He said it was surprising when the forecast $62 billion deficit actually came in at $78.3 billion.

“Those are big numbers, but what does it mean to taxpayers,” asked Dalton, and then tried to frame the size of the budget shortfall.

That deficit is more than the government collects from the GST in a year, he noted.

“Just the interest we are paying (on the national debt) is more than government spends on health care transfers to the provinces,” he said. “It adds to inflation, and adds to the high cost of living that Canadians are already feeling.”

With no plans to stop borrowing, the federal debt is projected to hit $1.35 trillion by the end of this year. The interest charges will be $56 billion this year, while health transfers are $55 billion, according to the Canadian Taxpayers Federation.

“Our economy has been stagnant for 10 years, and Canadians are finding it hard,” said Dalton. “You’re making a good paycheck on paper, but at the end of the month, ‘Where did it all go?’”

He said that adding more to the national debt is like a household that is living off of credit cards.

“It (the budget) really does impact every single person,” said Dalton.

Finance Minister François-Philippe Champagne delivered the first budget under Prime Minister Mark Carney, calling it “generational in its ambition.”

“There is no place for withdrawal, ambiguity, or even standing still,” Champagne said on Nov. 4, “only for bold and swift action.”

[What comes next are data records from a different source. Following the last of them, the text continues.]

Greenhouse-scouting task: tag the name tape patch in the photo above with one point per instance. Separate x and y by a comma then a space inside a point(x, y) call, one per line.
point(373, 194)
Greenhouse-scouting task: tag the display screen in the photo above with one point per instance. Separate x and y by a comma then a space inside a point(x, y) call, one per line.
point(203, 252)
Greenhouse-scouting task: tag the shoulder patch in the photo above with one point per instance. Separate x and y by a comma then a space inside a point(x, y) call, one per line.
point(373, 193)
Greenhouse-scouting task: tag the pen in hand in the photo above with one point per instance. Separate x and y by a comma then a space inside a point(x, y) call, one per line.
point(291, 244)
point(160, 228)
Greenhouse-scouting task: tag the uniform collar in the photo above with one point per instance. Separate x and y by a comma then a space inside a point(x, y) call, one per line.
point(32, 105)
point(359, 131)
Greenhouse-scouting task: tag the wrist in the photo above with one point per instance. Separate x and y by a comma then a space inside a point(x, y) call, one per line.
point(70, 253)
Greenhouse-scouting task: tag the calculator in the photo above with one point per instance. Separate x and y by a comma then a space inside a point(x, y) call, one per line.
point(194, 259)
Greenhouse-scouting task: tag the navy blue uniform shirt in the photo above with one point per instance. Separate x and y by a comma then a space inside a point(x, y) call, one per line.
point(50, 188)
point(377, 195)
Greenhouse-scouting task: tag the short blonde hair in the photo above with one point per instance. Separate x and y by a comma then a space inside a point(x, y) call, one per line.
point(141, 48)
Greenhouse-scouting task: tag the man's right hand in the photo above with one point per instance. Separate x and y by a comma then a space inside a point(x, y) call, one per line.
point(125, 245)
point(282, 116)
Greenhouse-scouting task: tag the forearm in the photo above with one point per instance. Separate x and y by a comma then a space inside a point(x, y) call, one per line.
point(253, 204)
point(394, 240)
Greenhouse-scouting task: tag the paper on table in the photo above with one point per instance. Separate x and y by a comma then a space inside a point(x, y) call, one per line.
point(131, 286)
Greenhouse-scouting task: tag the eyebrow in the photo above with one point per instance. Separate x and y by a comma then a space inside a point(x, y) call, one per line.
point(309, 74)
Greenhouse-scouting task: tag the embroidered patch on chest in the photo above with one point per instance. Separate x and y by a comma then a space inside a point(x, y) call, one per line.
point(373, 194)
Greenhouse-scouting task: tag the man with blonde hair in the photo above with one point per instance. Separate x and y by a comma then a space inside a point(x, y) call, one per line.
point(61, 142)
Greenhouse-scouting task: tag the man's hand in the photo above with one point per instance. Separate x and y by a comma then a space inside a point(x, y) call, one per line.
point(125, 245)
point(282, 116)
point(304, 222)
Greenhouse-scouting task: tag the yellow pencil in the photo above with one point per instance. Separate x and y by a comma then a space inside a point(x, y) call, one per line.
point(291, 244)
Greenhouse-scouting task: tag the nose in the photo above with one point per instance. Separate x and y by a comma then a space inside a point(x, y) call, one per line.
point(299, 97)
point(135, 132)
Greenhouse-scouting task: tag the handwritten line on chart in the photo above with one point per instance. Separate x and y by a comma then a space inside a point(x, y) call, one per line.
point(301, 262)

The $580.9-billion budget includes new $38.6 billion in added spending, but also factors in cutting 40,000 workers from the federal public service, roughly equal to 10 per cent of the workforce. These cuts are from normal attrition and retirement, as well as “further action” the government is taking to rein in spending.

Major five-year spending packages include a $115-billion infrastructure plan and a $30 billion defence outlay, the most in decades. This new defence spending is meant to help Canada meet its two-per-cent NATO spending target this year, and put it on a path to meeting the five-per-cent target set for 2035.

There is $25 billion for housing over the next five years, which Champagne called the most “ambitious housing plan since World War Two,” with a goal to double housing construction in the next 10 years.

He said this budget aims to overcome uncertainty in the economy that is a result of U.S. President Donald Trump’s trade policies.

“Around the world, tariffs have increased, growth is slowing, and trade relationships are being tested,” he said. “All of these constraints are being felt across the country by Canadians in their daily lives.”

Dalton said the tariffs are not an excuse Carney can use for the record deficit.

“He won the election saying he could handle Trump, and negotiate deals,” said Dalton. “But we’re seeing forestry mills closing, and our auto sector is being hollowed out.”